En décidant de soutenir Roy Moore, forçant le Comité national républicain, la plus haute instance du Grand Old Party, à reprendre le financement de sa campagne, Donald Trump avait également arbitré en faveur de son ancien conseiller stratégique, Stephen Bannon, qui comptait faire de l’élection de l’ancien juge la première étape d’une offensive tous azimuts contre la direction républicaine au Congrès, incarnée par le chef de la majorité sénatoriale, Mitch McConnell.
« Décence »
L’issue de cette élection souligne la vanité de l’entreprise du patron du site ultranationaliste Breitbart News, qui avait battu les estrades aux côtés de l’ancien juge. Elle met fin aux revers en série enregistrés par l’aile modérée du Parti républicain, de nombreux élus ayant annoncé leur départ lors des élections de mi-mandat, en novembre 2018, face à la perspective de primaires internes acharnées. L’un d’eux, le sénateur Jeff Flake (Arizona), qui s’était attiré les sarcasmes de l’équipe Moore en envoyant un chèque de 100 dollars à leur adversaire démocrate, s’est félicité sur Twitter de la victoire de la « décence ».
L’élection de l’Alabama marque les limites du style de campagne populiste incarné par Donald Trump en 2016, qui avait déjà montré des faiblesses lors de l’élection pour le poste de gouverneur de Virginie, en novembre. Elle est comparable à celle, en décembre 2009, du républicain Scott Brown au siège de sénateur du Massachusetts longtemps occupé par le sénateur démocrate Ted Kennedy. Ce revers avait annoncé la déroute essuyée par Barack Obama lors des élections de mi-mandat, en 2010, sanctionnées par la perte de contrôle de la Chambre des représentants. Un précédent qui ne peut qu’inquiéter la Maison Blanche, alors que la liste des succès législatifs de la nouvelle administration est déjà des plus réduites.

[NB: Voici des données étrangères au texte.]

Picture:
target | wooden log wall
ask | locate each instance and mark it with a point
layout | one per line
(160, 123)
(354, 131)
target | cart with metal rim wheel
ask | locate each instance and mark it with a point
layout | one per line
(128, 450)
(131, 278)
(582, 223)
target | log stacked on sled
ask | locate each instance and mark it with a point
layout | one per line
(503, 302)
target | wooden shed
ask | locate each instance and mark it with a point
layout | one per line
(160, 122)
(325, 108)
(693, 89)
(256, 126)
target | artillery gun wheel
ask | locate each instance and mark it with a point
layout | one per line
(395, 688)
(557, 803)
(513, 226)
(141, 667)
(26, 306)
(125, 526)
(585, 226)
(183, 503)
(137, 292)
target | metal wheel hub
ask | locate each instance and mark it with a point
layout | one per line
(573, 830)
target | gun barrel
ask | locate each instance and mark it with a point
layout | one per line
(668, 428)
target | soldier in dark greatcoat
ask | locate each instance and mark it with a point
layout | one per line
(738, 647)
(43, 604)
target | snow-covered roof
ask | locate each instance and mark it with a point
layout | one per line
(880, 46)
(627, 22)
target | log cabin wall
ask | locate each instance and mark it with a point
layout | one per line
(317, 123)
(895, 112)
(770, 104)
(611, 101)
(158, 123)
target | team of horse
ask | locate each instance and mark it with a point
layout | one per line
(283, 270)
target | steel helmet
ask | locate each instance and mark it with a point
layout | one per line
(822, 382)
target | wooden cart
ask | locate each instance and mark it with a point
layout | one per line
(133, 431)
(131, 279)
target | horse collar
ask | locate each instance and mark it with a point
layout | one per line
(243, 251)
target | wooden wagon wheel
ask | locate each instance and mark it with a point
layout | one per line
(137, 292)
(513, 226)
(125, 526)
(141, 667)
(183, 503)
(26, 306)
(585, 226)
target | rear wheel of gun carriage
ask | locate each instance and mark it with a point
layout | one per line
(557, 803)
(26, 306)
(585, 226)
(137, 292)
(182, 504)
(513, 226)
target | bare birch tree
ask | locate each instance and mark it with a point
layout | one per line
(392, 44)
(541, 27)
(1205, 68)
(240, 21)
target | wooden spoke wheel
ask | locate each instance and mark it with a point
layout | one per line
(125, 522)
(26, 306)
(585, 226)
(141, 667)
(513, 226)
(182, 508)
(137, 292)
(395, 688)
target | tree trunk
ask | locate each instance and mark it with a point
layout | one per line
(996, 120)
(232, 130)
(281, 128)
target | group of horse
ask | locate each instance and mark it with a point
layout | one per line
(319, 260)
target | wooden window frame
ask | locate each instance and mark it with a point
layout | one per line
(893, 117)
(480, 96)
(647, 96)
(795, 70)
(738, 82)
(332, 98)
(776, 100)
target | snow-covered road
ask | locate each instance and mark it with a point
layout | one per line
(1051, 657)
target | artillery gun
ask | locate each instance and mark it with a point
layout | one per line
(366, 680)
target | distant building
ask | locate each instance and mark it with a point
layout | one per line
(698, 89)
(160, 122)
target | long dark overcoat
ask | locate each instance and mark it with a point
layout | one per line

Le Parti démocrate devrait s’efforcer d’exploiter au maximum le soutien apporté par Donald Trump à Roy Moore lors des élections de 2018. Le profil de Doug Jones ne leur offre en effet guère de recettes susceptibles d’être dupliquées. Démocrate modéré, alors que son parti est tenté par un virage à gauche, cet ancien juge a fait campagne en se distanciant au maximum de ses instances nationales.